Please could someone advise on how to solve the following error when trying to read in a ballgown object.
Tue Jan 30 13:15:04 2018
Tue Jan 30 13:15:04 2018: Reading linking tables
Tue Jan 30 13:15:05 2018: Reading intron data files
Tue Jan 30 13:15:08 2018: Merging intron data
Tue Jan 30 13:15:09 2018: Reading exon data files
Tue Jan 30 13:15:17 2018: Merging exon data
Tue Jan 30 13:15:18 2018: Reading transcript data files
Error in scan(file = file, what = what, sep = sep, quote = quote, dec = dec, :
line 70810 did not have 12 elements
In addition: Warning messages:
1: package ‘dplyr’ was built under R version 3.3.3
2: package ‘devtools’ was built under R version 3.3.3
The traceback was not helpful to me as follows...
> traceback()
8: scan(file = file, what = what, sep = sep, quote = quote, dec = dec,
nmax = nrows, skip = 0, na.strings = na.strings, quiet = TRUE,
fill = fill, strip.white = strip.white, blank.lines.skip = blank.lines.skip,
multi.line = FALSE, comment.char = comment.char, allowEscapes = allowEscapes,
flush = flush, encoding = encoding, skipNul = skipNul)

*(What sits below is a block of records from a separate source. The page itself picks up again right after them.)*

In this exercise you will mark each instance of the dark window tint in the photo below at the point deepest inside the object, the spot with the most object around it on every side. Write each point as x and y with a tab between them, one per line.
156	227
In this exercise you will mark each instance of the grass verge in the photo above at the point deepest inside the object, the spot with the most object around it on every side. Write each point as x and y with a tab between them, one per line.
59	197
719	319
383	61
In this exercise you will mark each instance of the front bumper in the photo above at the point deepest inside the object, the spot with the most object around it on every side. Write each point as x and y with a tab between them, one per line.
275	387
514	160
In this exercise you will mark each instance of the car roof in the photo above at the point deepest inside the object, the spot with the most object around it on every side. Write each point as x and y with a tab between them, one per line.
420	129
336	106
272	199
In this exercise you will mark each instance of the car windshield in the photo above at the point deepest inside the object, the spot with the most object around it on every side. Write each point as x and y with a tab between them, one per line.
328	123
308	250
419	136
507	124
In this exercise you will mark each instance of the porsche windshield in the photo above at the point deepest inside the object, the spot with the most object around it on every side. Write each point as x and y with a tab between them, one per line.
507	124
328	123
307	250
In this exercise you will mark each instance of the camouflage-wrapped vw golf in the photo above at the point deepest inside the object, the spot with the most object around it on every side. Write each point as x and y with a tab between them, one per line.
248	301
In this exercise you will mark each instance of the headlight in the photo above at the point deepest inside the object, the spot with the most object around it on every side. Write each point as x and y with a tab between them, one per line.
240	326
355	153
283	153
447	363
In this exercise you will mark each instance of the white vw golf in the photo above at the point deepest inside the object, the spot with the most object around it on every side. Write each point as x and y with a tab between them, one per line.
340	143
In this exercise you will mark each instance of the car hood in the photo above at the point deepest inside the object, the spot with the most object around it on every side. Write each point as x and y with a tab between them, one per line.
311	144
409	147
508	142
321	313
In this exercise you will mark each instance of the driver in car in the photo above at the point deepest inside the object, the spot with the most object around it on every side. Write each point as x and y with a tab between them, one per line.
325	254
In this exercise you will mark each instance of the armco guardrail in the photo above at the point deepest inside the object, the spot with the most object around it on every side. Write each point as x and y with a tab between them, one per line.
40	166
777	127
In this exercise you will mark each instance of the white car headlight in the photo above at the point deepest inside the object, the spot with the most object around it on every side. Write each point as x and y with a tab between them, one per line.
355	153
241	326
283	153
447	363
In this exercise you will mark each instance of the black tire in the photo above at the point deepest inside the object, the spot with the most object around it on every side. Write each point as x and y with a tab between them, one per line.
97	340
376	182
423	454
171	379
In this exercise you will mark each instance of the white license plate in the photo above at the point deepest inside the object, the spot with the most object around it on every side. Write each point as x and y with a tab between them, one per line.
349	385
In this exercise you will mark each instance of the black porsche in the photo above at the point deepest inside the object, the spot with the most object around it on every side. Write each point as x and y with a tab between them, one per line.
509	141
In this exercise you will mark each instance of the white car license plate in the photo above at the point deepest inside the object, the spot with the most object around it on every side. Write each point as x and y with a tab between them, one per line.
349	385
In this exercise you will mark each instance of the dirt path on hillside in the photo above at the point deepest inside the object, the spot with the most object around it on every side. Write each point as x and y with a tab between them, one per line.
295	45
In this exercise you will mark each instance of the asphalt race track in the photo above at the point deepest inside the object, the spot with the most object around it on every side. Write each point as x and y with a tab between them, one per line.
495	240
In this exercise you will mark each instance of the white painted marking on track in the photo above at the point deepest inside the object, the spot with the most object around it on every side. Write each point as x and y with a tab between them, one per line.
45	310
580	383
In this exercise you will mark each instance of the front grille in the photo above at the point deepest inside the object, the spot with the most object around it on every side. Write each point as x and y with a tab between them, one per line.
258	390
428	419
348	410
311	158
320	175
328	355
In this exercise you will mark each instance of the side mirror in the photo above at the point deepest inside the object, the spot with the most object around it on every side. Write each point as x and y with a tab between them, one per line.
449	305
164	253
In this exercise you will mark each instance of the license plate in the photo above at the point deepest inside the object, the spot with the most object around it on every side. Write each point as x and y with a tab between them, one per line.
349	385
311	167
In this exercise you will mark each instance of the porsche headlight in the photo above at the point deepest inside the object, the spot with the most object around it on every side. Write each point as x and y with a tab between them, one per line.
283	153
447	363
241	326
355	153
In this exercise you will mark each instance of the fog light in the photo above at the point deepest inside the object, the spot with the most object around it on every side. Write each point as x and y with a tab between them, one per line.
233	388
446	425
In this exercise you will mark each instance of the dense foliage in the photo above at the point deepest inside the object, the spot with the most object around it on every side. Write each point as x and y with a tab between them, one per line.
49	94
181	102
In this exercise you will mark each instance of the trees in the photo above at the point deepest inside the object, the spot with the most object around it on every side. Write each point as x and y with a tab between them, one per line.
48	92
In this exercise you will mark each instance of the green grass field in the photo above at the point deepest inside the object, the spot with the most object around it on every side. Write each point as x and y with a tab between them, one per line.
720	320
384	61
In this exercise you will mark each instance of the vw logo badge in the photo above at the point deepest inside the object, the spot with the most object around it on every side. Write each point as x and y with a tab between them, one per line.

7: read.table(file, header = TRUE, sep = "\t", colClasses = cc,
quote = "")
6: .readTranscript(f, meas)
5: ballgown(samples = samples, pData = pheno_data) at rnaseq_ballgownLL.R#16
4: eval(expr, envir, enclos)
3: eval(ei, envir)
2: withVisible(eval(ei, envir))
1: source("rnaseq_ballgownLL.R")
The phenotype data file was read into R correctly as
> pheno_data
ids population
1 HJ China1
2 HL China2
3 LS China3
4 V7 China4
I have checked the gtf files for each sample and cannot find a problem with the format.
The code used was as follows:
Also, I was able to run the tutorial data and read in the bg object correctly, so the problem must relate to my input files somehow.
library(ballgown)
library(RSkittleBrewer)
library(genefilter)
library(dplyr)
library(devtools)
inputdir="C:/Users/leachlj/Documents/Data/Potato/RNA_seq_Round2/BallGownAnalysis/"
pheno_data_file=paste(inputdir,"round2_rnaseq.txt", sep="");
## Read phenotype sample data
pheno_data <- read.csv(pheno_data_file)
## Read in expression data to create a BallGown object
samples<-c("HJ","HL","LS","V7")
bg_pot <- ballgown(samples=samples, pData=pheno_data)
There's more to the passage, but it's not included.